Publicado em 3/06/2016 as 7:00pm

Prefeito de Boston nega participar de programa anti-imigrante

O prefeito Martin Walsh nega participação em programa que autoriza policiais deterem imigrantes para o ICE

O prefeito de Boston (Massachusetts), Martin Walsh, afirmou nesta quinta-feira (02), que a sua administração não seguirá as mudanças assinadas pelo Governador Charlie Baker em relação à participação em um programa considerado anti-imigrante, chamado de Priority Enforcement Program (PEP).

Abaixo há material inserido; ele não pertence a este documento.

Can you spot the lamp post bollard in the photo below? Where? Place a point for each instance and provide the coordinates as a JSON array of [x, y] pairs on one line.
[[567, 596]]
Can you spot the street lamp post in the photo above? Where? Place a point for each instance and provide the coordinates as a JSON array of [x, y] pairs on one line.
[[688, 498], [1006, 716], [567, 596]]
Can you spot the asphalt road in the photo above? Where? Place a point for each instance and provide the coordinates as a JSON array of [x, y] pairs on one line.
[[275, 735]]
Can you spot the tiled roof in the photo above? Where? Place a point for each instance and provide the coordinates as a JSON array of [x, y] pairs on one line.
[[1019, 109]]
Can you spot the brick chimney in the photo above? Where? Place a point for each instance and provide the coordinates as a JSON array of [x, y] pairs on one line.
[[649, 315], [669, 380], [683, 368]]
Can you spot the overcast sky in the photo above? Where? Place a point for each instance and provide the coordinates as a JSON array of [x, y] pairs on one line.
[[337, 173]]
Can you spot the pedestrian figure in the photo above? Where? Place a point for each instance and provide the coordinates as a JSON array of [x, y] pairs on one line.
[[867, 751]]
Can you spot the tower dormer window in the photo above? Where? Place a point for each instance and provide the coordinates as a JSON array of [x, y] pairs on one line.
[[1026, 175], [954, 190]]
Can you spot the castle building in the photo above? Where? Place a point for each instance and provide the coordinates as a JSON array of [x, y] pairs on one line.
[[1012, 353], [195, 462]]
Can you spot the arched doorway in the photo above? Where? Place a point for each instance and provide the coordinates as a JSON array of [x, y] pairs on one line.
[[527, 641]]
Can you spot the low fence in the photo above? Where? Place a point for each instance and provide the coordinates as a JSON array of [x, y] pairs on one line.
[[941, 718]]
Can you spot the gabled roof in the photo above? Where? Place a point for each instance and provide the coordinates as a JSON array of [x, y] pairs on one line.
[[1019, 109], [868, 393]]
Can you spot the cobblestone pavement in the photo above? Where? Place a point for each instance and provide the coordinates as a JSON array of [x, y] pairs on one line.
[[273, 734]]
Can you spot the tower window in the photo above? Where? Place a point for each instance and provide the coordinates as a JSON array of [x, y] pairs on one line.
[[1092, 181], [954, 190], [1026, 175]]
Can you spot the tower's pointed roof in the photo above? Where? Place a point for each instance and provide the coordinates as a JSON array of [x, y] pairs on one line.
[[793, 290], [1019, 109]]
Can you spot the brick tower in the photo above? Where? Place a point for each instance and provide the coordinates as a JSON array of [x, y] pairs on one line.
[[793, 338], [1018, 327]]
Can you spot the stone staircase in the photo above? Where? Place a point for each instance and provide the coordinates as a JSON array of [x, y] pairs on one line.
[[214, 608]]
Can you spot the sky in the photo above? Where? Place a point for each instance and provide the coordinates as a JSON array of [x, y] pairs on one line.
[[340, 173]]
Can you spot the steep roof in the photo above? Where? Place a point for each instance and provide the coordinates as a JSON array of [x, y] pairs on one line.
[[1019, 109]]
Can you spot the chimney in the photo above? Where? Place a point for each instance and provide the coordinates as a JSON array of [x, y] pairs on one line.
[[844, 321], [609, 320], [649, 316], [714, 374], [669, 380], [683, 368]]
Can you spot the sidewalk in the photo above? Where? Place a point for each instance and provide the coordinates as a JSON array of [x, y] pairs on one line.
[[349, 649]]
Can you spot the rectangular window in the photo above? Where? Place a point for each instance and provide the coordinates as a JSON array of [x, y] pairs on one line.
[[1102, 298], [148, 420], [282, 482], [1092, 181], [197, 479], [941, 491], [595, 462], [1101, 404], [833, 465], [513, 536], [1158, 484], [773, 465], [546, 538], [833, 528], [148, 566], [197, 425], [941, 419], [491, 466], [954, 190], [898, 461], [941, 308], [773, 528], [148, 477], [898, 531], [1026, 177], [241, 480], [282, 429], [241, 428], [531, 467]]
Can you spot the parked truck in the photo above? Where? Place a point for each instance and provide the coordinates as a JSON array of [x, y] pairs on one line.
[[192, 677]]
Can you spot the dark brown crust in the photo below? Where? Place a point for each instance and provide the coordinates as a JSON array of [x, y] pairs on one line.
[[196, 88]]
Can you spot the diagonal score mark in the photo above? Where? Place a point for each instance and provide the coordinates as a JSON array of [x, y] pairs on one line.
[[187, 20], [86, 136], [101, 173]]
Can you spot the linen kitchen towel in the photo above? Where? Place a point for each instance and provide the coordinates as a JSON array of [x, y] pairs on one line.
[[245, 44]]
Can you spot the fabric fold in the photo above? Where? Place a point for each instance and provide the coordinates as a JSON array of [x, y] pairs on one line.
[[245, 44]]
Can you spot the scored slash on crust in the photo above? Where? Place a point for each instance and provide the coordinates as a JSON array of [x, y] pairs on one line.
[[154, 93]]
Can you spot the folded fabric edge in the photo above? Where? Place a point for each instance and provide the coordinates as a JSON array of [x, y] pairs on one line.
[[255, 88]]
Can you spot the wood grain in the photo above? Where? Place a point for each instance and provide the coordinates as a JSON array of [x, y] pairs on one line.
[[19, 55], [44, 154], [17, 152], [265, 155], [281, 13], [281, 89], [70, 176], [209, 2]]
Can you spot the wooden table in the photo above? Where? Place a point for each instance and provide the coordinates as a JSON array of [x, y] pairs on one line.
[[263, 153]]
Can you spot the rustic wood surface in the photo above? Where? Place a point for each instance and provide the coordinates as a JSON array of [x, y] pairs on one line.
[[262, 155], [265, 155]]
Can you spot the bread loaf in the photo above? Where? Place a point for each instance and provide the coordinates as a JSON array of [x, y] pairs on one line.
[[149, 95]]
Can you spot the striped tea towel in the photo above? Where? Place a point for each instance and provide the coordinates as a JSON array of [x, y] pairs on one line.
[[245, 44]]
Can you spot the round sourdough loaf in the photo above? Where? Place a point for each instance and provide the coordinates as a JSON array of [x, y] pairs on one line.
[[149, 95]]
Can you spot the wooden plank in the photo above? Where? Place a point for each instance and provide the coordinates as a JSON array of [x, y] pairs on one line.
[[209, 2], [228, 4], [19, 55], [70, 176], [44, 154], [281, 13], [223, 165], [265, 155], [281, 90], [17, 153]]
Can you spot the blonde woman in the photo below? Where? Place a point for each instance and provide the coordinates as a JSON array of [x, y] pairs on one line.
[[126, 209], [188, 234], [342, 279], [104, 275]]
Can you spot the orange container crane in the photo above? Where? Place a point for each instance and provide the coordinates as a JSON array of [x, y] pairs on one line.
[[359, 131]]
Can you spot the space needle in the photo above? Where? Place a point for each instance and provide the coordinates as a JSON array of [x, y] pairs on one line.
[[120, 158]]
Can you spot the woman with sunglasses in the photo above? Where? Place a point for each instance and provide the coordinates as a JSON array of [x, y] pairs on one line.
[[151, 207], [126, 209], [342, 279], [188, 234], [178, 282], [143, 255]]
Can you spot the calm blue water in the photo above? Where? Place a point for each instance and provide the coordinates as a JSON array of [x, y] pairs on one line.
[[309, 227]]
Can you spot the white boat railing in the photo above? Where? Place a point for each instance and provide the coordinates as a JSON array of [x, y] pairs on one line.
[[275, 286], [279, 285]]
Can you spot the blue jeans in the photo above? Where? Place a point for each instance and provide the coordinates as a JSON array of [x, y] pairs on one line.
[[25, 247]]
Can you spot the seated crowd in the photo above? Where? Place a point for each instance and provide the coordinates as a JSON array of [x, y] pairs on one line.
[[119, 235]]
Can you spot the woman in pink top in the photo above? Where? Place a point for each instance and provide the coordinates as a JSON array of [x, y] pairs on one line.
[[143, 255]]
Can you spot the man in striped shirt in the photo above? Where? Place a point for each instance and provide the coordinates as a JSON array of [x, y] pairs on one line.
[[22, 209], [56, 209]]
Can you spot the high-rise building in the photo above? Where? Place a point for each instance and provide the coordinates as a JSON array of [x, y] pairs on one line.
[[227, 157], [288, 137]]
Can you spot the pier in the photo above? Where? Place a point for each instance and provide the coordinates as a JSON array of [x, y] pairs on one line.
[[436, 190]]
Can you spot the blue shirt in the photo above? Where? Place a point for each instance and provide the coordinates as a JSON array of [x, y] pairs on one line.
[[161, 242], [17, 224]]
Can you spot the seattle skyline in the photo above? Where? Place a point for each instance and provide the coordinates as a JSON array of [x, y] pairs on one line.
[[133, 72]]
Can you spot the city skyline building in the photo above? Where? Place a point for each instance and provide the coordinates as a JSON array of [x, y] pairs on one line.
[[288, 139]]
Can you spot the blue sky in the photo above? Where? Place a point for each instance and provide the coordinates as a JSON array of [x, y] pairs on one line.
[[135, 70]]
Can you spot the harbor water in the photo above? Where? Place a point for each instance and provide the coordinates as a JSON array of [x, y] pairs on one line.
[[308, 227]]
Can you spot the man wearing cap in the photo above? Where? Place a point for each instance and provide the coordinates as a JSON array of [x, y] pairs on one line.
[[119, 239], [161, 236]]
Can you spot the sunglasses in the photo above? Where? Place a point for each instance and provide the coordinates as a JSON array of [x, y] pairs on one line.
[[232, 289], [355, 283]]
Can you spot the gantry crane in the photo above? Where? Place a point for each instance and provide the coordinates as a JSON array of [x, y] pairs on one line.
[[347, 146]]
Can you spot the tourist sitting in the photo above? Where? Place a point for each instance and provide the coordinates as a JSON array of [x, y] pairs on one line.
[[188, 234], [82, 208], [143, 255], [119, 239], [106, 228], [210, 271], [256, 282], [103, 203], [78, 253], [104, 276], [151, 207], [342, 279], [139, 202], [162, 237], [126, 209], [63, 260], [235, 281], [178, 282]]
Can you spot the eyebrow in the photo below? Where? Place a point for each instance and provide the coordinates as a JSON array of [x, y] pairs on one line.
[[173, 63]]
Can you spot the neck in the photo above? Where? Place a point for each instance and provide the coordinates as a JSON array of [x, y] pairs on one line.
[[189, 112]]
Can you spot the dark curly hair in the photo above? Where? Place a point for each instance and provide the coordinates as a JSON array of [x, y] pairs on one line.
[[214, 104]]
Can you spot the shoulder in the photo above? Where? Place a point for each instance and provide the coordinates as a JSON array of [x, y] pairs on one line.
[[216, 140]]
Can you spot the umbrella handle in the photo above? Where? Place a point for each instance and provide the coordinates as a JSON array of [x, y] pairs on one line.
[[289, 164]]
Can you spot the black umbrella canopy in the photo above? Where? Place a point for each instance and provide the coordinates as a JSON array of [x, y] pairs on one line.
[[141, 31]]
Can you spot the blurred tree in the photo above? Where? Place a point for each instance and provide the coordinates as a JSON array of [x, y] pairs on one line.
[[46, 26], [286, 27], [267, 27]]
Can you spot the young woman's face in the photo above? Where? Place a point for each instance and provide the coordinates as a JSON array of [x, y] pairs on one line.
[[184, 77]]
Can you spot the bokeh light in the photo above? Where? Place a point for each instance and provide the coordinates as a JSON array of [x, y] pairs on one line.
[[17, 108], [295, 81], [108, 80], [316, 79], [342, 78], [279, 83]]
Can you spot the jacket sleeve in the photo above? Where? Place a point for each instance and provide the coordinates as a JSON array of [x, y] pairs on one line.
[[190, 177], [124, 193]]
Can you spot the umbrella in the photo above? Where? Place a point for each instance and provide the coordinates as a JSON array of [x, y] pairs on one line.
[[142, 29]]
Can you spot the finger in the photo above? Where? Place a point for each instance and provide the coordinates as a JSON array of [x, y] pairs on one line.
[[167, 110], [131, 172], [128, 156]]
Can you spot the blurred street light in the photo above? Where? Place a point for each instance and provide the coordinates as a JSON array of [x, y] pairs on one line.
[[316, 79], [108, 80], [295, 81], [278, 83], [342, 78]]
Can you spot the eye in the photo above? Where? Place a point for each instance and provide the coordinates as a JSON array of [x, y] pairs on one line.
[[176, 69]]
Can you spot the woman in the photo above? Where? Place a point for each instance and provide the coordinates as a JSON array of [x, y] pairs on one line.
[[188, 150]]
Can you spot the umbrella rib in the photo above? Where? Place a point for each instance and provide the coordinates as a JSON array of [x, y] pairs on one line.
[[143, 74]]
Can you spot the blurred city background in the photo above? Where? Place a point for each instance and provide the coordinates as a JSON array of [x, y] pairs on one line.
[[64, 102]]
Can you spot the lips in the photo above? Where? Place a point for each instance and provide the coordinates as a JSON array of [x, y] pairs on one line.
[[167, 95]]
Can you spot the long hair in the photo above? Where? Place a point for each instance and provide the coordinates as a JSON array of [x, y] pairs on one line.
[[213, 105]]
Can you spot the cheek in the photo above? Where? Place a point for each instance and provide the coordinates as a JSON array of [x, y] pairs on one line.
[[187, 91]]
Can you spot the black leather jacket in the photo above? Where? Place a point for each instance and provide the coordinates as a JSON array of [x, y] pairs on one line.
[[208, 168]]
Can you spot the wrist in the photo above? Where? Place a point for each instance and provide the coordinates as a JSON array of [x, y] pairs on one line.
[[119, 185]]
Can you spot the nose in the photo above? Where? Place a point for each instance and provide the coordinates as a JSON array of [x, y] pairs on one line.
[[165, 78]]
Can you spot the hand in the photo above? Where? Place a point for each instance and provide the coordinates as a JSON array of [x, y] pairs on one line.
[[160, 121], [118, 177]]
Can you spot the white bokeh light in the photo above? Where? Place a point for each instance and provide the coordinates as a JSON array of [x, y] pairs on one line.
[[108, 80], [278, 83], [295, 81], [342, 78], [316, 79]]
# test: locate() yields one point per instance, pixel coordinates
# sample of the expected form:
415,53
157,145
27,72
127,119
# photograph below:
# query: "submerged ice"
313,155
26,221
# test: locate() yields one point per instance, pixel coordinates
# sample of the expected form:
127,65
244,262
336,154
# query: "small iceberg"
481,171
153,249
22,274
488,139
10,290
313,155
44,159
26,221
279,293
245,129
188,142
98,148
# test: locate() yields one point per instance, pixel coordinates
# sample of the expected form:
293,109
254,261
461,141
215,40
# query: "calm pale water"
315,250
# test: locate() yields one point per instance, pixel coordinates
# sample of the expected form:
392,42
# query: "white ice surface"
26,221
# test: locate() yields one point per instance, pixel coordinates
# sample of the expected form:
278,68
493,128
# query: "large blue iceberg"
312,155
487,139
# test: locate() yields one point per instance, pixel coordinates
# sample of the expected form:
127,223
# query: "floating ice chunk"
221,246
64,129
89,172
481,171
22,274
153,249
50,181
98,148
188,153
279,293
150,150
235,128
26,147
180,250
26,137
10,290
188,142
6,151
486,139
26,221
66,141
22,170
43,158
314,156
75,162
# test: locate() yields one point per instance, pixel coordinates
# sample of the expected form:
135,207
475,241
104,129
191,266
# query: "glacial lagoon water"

A atitude de Baker cancela uma determinação do ex-governador Deval Patrick e proporciona aos policiais do estado uma nova parceria com as agências federais, inclusive o Departamento de Imigração. “Não, absolutamente não, de maneira alguma”, disse Walsh quando indagado sobre as alterações proposta pelo governador. “Eu não vejo policiais como oficiais de imigração. Eles têm a suas próprias funções e devem exercê-las”, continuou.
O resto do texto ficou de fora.